Today, I review, and excerpt The Ottawa Subarachnoid Hemorrhage Rule from Emergency Medicine Cases‘ Ep 194 Subarachnoid Hemorrhage – Recognition, Workup and Diagnosis Deep Dive.*
*Helman, A. Lin, K. Perry, J. Episode 194 Subarachnoid Hemorrhage Recognition, Workup and Diagnosis. Emergency Medicine Cases. May, 2024. https://emergencymedicinecases.com/subarachnoid-hemorrhage-recognition-workup-diagnosis. Accessed June 12, 2024
All that follows is from the above resource.

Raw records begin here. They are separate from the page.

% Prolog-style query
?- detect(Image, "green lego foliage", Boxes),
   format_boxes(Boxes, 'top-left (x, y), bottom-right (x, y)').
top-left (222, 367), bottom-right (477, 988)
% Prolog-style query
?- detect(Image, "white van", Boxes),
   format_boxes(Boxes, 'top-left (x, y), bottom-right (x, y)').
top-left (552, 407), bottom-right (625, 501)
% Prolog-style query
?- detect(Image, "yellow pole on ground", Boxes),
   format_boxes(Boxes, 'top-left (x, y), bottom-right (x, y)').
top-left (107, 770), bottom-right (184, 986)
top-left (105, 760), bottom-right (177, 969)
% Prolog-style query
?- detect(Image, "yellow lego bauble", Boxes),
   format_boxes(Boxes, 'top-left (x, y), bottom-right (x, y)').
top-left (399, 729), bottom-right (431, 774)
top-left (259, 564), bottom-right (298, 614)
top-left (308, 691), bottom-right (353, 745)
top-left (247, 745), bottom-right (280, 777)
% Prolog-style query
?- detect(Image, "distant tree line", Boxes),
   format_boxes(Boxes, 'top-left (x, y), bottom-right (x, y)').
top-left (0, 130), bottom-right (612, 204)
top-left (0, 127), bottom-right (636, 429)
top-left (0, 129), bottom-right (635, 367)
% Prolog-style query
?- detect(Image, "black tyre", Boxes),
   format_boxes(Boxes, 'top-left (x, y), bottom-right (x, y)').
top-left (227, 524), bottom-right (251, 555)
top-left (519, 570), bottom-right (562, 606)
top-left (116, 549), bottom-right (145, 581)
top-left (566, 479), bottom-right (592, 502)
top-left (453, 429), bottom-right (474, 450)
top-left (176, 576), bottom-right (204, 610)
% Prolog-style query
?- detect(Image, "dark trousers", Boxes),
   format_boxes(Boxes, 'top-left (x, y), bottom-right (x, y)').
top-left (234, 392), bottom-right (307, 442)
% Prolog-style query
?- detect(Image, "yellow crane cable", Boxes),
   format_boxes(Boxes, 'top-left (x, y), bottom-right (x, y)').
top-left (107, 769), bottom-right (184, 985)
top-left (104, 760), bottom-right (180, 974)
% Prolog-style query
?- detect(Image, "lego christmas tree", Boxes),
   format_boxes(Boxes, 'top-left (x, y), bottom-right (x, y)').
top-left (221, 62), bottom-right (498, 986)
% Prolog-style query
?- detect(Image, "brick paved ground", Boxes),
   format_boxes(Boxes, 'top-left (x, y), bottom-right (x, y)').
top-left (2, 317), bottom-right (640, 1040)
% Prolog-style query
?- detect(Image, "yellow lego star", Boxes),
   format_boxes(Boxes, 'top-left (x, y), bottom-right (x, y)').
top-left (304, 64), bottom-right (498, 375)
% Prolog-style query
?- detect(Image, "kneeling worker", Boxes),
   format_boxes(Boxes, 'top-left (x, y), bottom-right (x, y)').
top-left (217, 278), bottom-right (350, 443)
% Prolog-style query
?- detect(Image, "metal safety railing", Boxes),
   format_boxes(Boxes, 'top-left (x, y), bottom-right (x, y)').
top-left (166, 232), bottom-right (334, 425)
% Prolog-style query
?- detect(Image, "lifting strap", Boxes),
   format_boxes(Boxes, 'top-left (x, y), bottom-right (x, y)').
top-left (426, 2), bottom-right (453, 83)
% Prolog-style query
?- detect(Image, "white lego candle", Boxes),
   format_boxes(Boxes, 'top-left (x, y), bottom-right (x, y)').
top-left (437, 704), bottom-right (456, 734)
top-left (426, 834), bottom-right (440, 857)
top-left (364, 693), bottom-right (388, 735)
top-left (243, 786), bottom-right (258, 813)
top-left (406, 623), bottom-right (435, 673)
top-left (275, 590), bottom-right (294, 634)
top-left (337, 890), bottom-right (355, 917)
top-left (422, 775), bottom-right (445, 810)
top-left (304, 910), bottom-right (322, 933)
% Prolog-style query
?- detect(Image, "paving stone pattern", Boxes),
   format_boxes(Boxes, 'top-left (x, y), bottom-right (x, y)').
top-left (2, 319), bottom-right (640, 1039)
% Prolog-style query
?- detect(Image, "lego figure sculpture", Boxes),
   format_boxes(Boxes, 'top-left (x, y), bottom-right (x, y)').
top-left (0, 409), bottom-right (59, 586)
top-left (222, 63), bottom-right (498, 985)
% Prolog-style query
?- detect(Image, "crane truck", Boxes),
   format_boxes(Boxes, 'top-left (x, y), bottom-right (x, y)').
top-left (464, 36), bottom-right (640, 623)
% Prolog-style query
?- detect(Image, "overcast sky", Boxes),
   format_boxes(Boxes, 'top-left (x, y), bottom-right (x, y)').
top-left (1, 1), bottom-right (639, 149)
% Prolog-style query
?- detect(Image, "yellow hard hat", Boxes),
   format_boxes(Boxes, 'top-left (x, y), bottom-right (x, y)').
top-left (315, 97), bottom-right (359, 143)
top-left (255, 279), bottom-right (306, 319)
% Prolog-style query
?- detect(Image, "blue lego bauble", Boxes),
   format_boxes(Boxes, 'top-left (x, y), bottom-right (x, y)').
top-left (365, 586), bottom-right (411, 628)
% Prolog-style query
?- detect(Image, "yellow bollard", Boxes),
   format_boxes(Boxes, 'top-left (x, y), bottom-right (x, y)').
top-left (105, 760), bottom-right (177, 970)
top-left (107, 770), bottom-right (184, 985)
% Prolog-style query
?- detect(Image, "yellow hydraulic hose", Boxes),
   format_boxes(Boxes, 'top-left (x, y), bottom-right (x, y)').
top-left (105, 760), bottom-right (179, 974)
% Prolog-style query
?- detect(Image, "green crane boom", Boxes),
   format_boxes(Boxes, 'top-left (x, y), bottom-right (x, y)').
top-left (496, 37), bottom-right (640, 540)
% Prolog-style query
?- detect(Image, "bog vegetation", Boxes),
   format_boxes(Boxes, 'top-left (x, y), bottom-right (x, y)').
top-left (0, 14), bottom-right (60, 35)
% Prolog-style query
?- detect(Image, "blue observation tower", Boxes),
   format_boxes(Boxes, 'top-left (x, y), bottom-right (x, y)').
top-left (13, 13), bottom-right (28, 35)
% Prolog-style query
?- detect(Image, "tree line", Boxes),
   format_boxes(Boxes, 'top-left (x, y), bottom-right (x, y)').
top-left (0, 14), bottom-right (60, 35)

Clinical decision rules for subarachnoid hemorrhage
The Ottawa SAH clinical decision rule can help decide which patients with headache require a work-up for SAH. The rule has a sensitivity of 100% and a specificity of 15%. It is important to carefully assess for inclusion and exclusion criteria for your patient.
The Ottawa Subarachnoid Hemorrhage Rule
Inclusion: Apply the rule for alert, GCS 15 patients ≥ 15 years old who present with severe nontraumatic headache reaching maximum intensity within 1 hour. Headache onset within the last 14 days.
Exclusion: Do NOT apply the rule for patients with new neurological deficits, previous aneurysms, previous SAH (subarachnoid hemorrhage), known brain tumors, or chronic recurrent headaches (≥3 headaches of the same character and intensity for >6 months).
Investigate for SAH if 1 or more high-risk variables present:
- Age ≥40
- Neck pain or stiffness
- Witnessed loss of consciousness
- Onset during exertion
- Thunderclap headache (ie. instantly peaking pain)
- Limited neck flexion on examination
Some considerations for using the Ottawa Subarachnoid Hemorrhage rule:
- Critiques of the rule include its low specificity and that this would lead to increasing usage of CT/ LP. Low specificity is the trade-off for a rule that is highly sensitive.
- Subsequent implementation study demonstrated that applying the rule does not increase CT use or LPs, and it may actually decrease CT utilization while increasing SAH pick-up rate.
- Interobserver assessments for the rule indicate moderate to substantial interobserver agreement in general for the rule; however, “worst headache of life” has poor interobserver agreement (kappa 0.45).
- The rule would suggest that, if applied correctly, SAH can be ruled out in patients who have no high-risk variables present.